Mencari bahan lain kulit pangsitnya, ternyata malah tidak ada. Tapi pikirku kulit pangsit bisa buat di rumah. Tidak masalah.
Setibanya di rumah, langsung memberitahu suami kalau aku mau buat dumpling. Ya, harus ‘seizin’ suami, karena kalau aku mau masak, harus ada yang mengasuh Fahmi, anak kami. Dengan begitu bisa tenang mengerjakannya.
Cari terus mencari kulit pangsit dari pasar ke pasar ternyata kosong. Banyak juga kulit lumpia. Wah, itu kan beda…
Karena takut daun bawang kucainya keburu tidak segar, suami menyerankan buat sendiri saja kulit pangsitnya. Ayah Fahmi menyatakan siap membuatnya. Sementara aku membuat adonan isi dumpling.
Masalah kembali datang. Saat tepung terigu sudah dicampur air dan diuleni, ternyata cetakan kue sistik yang bisa melebarkan adona menjadi pipih sesuai dengan ketebalan yang diinginkan tidak ada! Aduh! Sudah cari kemana-mana tidak ketemu juga. Maklum di rumah mertua, tidak tahu pasti letak menyimpan perabotan.
Mungkin juga cetakan sistik itu sudah dibawa ke rumah baru mertua di Cianjur,karena memang mertua akan pindah ke sana dan sebagian barang-barangnya sudah dibawa oleh kakak ipar saat aku tidak ada di rumah.
Karena pinjem ke tetangga rasanya malu dan bikin ribet lagi, akhirnya suami menyarankan menggilingnya menggunakan botol saja, seperti membuat beberapa kue tradisional di daerah kami.
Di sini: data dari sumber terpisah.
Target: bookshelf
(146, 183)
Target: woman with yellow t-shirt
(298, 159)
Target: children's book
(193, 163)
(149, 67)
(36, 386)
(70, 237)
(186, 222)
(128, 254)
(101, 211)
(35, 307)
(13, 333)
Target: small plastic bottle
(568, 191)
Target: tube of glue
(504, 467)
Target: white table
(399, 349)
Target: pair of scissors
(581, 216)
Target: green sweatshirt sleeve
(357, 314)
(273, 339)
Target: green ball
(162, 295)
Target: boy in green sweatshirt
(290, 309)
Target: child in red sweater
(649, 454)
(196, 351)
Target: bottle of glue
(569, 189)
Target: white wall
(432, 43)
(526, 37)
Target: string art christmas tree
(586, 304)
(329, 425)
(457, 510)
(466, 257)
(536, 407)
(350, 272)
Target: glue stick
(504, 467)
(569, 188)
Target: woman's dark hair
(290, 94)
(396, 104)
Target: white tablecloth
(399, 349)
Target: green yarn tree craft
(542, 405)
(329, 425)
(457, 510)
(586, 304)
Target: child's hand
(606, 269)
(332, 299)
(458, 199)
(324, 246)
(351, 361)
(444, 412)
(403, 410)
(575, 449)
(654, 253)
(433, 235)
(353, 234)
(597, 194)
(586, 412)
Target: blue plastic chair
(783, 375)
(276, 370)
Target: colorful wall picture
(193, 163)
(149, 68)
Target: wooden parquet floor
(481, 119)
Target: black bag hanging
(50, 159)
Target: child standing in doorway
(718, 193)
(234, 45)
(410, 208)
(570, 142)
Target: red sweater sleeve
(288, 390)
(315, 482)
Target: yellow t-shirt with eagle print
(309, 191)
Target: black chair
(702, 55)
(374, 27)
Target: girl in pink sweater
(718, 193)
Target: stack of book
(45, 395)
Yah daripada mubadzir membiarkan adonan terigu serta irisan daun kucai begitu saja, tak ada rotan akar pun jadi. Kami membuat kulit pangsit sendiri menggunakan botol dengan sekuat tenaga.
Ada yang lucu dan membuat kami terpingkal-pingkal saat berbabagi ‘musibah’ kami alami. Karena aku tidak cukup tenaga menggiling adonan terigu menjadi pipih seperti yang diinginkan akkhirnya Ayah Fahmi turun membantu. Tenaganya lebih besar.
Biar aman, Fahmi juga kami beri sedikit adonan biar dia bisa asyik ikut sibuk di dapur. Walah, benar saja, dia asyik menabur-naburkan tepung sampai muka dan kepalanya sendiri cemong-cemong tak karuan. Hihihi… Tetap kami biarkan asal dia tidak rewel.
Katanya biar botolnya berat, dan menekan kuat saat menggiling melebarkan adonan, botolnya harus diisi air. Oke, suami mengisikan air ke dalam botol. Tapi karena botol kaca bekas minuman itu tidak ada tutupnya, kami memakai plastik yang diikat oleh karet.
Kami pikir akan kuat, ternyata saat menggiling adonan, tiba-tiba itu karet putus, dan air pun muncrat, membasahi adonan yang ada di atas meja. Waduh! Kami ribut menyelamatkan adonan itu cepat-cepat. Sebagian terlambat dan lengket-lengket. Solusinya kami tambahkan lagi terigu dan menggilingnya lagi dari awal.
Maklum memakai tangan dan ukuran tenaga manusia yang ada batasnya, hasil kulit pangsitnya tidak merata. Ada yang tipis bagus, ada juga yang tebal. Tapi aku diam saja, gak berani komplain, sudah untung suami mau membantu juga, pikirku.
Sampai dia berkeringat gitu jadi tidak tega buat mengkomplainnya.
Dari setengah kilo gram terigu, jadi sekitar 40 lembar kulit pangsit bulat dengan ukuran diameter sekitar 8 cm. Mungkin kalau memakai cetakan kue sistik untuk memipihkannya, bisa jadi lebih. Ketipisan kulit pangsitnya pun akan merata.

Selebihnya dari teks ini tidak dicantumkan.